Zweitens: falsche Erwartungen. Der Homo Perfectus ist ein auf Selbstoptimierung getrimmter Sonderling, der viele Menschen zu immer höheren Leistungen antreibt: Schöner, besser und beliebter sollen sie sein. Gesünder essen, mehr Sport treiben, umweltbewusster konsumieren, besser aussehen, härter arbeiten, anderen gefallen. Am Wichtigsten, so der Lehrplan dieser Selbstdarsteller, ist die Inszenierung des vermeintlich perfekten Lebens in sozialen Medien. Das Verlangen nach Bestätigung und die Bewunderung durch andere scheint immer öfter das Maß aller Dinge zu sein. Das Streben nach Erfolg und Ruhm wird von Influencern, Spitzensportlern, Sternchen aus Film und Musik und auch Berühmtheiten aus Politik und dem Big Business vorgelebt. Sie suggerieren das wahre Leben nach ihren Maßstäben. Es reicht nicht, nur gut zu sein. Stattdessen wird der nächste Superlativ à la Cristiano Ronaldo oder Greta Thunberg gesucht. Um es klar zu sagen: Ein Leben in Gesundheit und Glückseligkeit ist etwas Schönes und Erstrebenswertes. Jedoch werden oftmals unerreichbare Entwicklungen proklamiert, die zu einer Absonderung der Persönlichkeit führen können. Insbesondere junge Menschen sind der Gefahr einer Indoktrinierung durch geschönte Idole ausgesetzt, sofern ihnen kein Gegenentwurf aufgezeigt wird. Womit wir beim letzten Punkt sind.
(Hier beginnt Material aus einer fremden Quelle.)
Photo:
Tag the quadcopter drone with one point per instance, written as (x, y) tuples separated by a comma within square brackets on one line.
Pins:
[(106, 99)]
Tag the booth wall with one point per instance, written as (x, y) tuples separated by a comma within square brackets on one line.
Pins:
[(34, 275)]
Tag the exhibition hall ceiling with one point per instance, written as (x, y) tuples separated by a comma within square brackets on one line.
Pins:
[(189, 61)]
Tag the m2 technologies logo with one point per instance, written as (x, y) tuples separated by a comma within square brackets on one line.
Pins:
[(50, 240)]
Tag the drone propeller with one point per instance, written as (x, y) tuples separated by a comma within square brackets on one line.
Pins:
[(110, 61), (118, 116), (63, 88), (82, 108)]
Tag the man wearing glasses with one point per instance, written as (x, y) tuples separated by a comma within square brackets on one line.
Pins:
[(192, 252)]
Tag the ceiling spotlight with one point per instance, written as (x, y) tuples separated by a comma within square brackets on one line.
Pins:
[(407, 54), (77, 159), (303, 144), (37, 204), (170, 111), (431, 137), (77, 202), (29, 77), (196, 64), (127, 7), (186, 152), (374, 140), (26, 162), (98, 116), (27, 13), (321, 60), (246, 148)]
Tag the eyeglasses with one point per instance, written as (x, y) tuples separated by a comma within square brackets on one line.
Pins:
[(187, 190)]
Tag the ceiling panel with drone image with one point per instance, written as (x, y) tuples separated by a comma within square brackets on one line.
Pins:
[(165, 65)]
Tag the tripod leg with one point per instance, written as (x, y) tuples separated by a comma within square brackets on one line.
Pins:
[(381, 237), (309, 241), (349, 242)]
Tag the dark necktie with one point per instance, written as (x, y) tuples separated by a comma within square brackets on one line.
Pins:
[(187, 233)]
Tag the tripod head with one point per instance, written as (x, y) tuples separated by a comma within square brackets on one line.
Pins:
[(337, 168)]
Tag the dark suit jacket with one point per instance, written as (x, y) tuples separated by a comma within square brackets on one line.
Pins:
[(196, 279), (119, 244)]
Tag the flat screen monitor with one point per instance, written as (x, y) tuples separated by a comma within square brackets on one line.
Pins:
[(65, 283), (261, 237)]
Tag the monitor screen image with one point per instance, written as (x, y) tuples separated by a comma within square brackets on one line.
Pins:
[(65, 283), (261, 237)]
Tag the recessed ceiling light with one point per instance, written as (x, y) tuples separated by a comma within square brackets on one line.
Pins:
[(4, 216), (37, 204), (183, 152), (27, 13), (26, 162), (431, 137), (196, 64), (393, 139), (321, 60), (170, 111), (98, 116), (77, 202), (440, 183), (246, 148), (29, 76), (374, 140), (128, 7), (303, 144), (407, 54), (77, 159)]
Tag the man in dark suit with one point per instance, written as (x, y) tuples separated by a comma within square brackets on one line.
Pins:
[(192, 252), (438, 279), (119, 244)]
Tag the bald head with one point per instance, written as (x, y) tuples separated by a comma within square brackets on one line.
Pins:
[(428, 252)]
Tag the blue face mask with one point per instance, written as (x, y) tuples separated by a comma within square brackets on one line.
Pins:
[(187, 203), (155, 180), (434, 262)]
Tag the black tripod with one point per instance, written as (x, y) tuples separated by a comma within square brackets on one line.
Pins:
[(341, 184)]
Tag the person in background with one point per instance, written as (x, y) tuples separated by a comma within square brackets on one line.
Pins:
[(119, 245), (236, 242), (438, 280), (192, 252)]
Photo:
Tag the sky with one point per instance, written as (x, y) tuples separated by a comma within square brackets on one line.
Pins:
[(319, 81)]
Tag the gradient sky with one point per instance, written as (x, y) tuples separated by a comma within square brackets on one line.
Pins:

Drittens: verschwiegene Alternativen. Wo bleibt bei allen Bemühungen nach körperlicher Selbstoptimierung, ökologischer Balance und materiellem Erfolg die Suche nach dem für uns Christen tieferen Sinn des Lebens? Wo steht Gott und nicht unser Ego im Mittelpunkt unseres Handelns? Was bleibt, wenn Vergängliches vergeht? Wenn das Kartenhaus unserer möglichen „Selbstverwirklichung“ unweigerlich zusammenbricht? Spätestens dann wäre doch eine Rückbesinnung auf Gott fällig. Wie kann Gott in meinem Leben eine prägende statt beiläufige Rolle einnehmen? Was erfüllt mich wirklich? Freilich, es geht nicht darum, aus jedem Menschen den nächsten Papst zu machen. Möge jeder nach seiner Bestimmung glücklich werden. Vielmehr geht es darum, Gott durch Gebet und Vertrauen an seiner Seite zu haben. Ihn als ständigen Begleiter zu wissen. Nach Gottes Worten zu leben wird Menschen, ob jung oder alt, vor falschen Idealen schützen. Anstatt einer Forderung nach weltlichen Leitbildern wäre mir ein frommer Wunsch für alle Menschen im Hinblick auf ein erfülltes Leben lieber. Er könnte lauten: „Kinder und Erwachsene sollten (wieder) lernen, nach dem Vorbild Jesu Christi zu leben.” Denn Jesus ist für mich der einzig wahre, ja, der größte Influencer aller Zeiten. Er will, dass das Geschenk des Lebens gelingt. Alles andere kommt danach.